COLUMBIA, Mo. — The NCAA alleges that University of Missouri basketball coach Quin Snyder “failed at all times” to maintain an environment of rules compliance, documents obtained by The Associated Press show.
Snyder made multiple impermissible calls and personal contacts to recruiting prospects, provided impermissible meals for recruits and student-athletes and didn’t keep tabs on his staff’s compliance with rules, the NCAA asserts in its formal notice of allegations.
The university released the documents without blacking out names of university employees, in response to a request from the AP invoking Missouri’s Sunshine Law, which mandates open records and meetings by public governmental bodies.
Snyder and other athletic department staffers are declining comment while the NCAA proceedings are unresolved, spokesman Sam Fleury said Saturday. But during a news conference last week, Snyder acknowledged mistakes were made by the basketball program, for which he apologized, saying he takes full responsibility.
The university is to formally respond to the allegations by July 1, and hearings by the NCAA’s infractions committee are scheduled Aug. 13-15 in Seattle.
Last week, the university released a version of the notice of allegations that was heavily redacted, with names of school employees and University of Missouri students blacked out.
While the allegations were spelled out, it was left unclear which university staffers were accused of breaking NCAA rules and which athletes may have been involved.
The university maintained that blacking out the names was appropriate because of the Sunshine Law’s personnel exemption. But the law doesn’t require that any record be closed. It requires that openness is to be construed liberally and exemptions are to be construed narrowly. The personnel exemption deals only with hiring, firing, promoting or disciplining personnel, and there is no specific exemption for documents from outside entities, such as the NCAA.
The latest version of the allegations, received by the AP on Saturday, still obscures the names of students but clarifies allegations against athletic department staffers, including Snyder. The university’s top lawyer, Marvin “Bunky” Wright, said in a letter that the blacking out of student names was in compliance with federal privacy law.
Snyder is mentioned by name in 17 of the allegations, some covering multiple alleged rule violations.
Some of the alleged violations have been reported previously. For example, Snyder has already acknowledged giving troubled ex-player Ricky Clemons two pairs of pants and a pair of flip-flops that the coach received as promotional gifts. Such gifts are barred by NCAA rules.
The notice also says Snyder’s wife, Helen, “with Snyder’s approval,” provided food to an athlete, apparently Clemons, “in their home on various occasions.”
And it says that Helen Snyder provided an athlete, apparently Clemons, with “a belated Christmas gift” in February 2003, including a Nike book bag and a Nike winter coat.
By that point, Clemons had been arrested for a January 2003 incident in which he choked and detained then-girlfriend Jessica Bunge in the athlete’s Columbia apartment.

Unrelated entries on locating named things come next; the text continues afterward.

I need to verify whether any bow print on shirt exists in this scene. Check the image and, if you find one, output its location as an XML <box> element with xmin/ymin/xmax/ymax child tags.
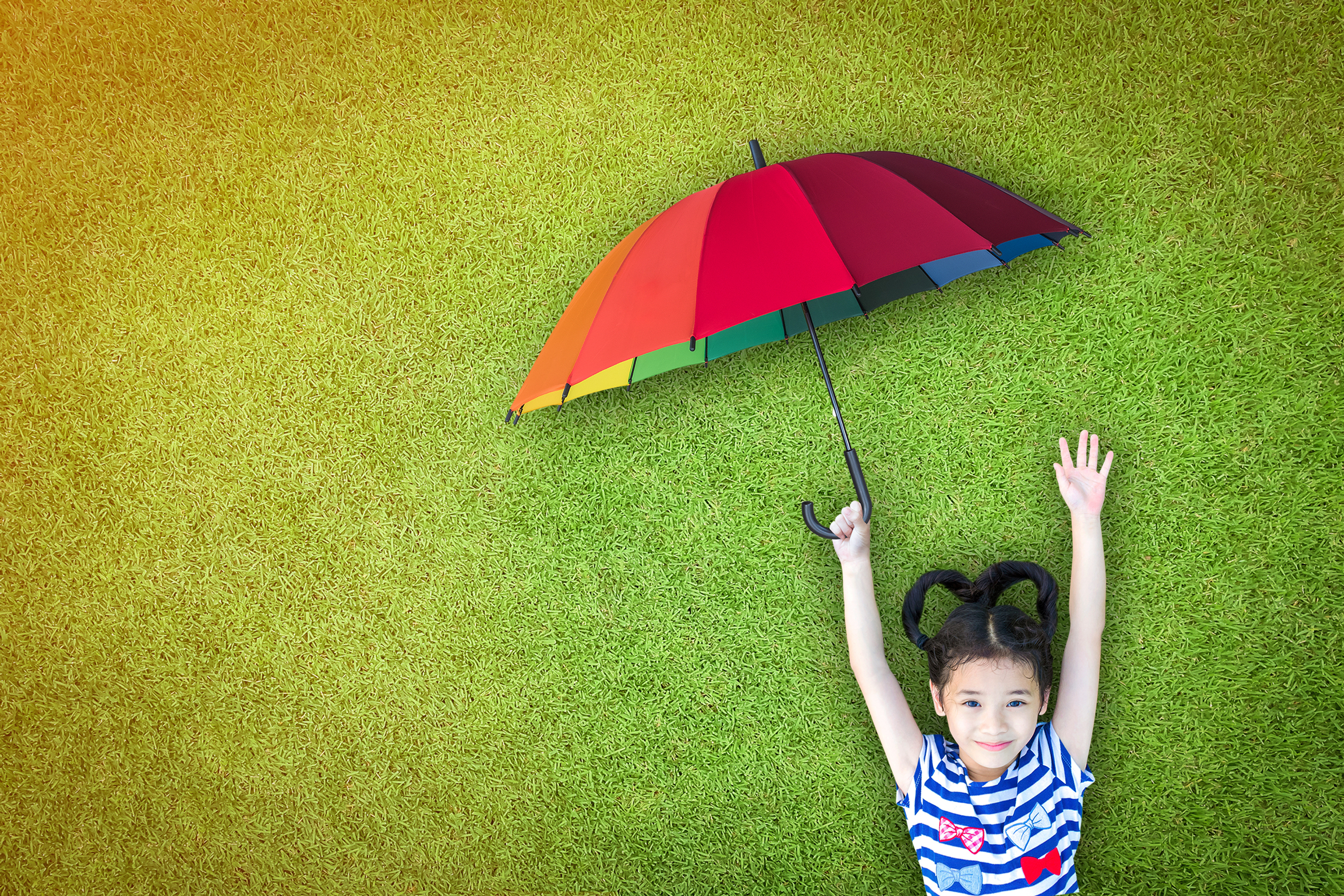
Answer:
<box><xmin>1004</xmin><ymin>803</ymin><xmax>1050</xmax><ymax>849</ymax></box>
<box><xmin>937</xmin><ymin>862</ymin><xmax>984</xmax><ymax>896</ymax></box>
<box><xmin>1022</xmin><ymin>849</ymin><xmax>1059</xmax><ymax>884</ymax></box>
<box><xmin>938</xmin><ymin>818</ymin><xmax>985</xmax><ymax>854</ymax></box>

Clemons eventually pleaded guilty and served a 60-day sentence in a halfway house and the county jail. During his incarceration, Clemons was booted from the Tigers. He has moved to North Carolina. Both Clemons and Bunge have asserted in media interviews that he was paid by Missouri coaches, allegations Snyder and others have denied.
The NCAA alleged that not only did Snyder fail to monitor his staff’s compliance with rules, he broke some of the same rules himself.
For example, it alleged “the head coach failed to adequately reinforce the importance of adhering to NCAA legislation and supervise his coaching staff to ensure that multiple telephone calls were not made to prospects. In fact ... the head coach made a number of the impermissible telephone calls to prospects.”
The newly released documents also clarify which of Snyder’s staffers are accused of breaking rules. Assistant coach Lane Odom resigned last week, hours after the university released the redacted version of the allegations. Snyder’s top assistant, Tony Harvey, was placed on paid leave pending the outcome of the NCAA proceedings.
Stu Brown, the attorney representing Odom and Harvey, declined comment Saturday on the newest document release.
The only allegation of a cash gift in the NCAA documents is $250 that Harvey is supposed to have given Clemons. Harvey denied that allegation in an interview with the AP last week.
The unredacted version of the allegations also asserts that Harvey and Odom made multiple impermissible contacts or calls to prospective players. And Harvey is identified as the Missouri assistant who allegedly acted unethically by buying meals for Amateur Athletic Union coaches on multiple occasions, then misrepresenting who received the meals as he sought reimbursement from the school.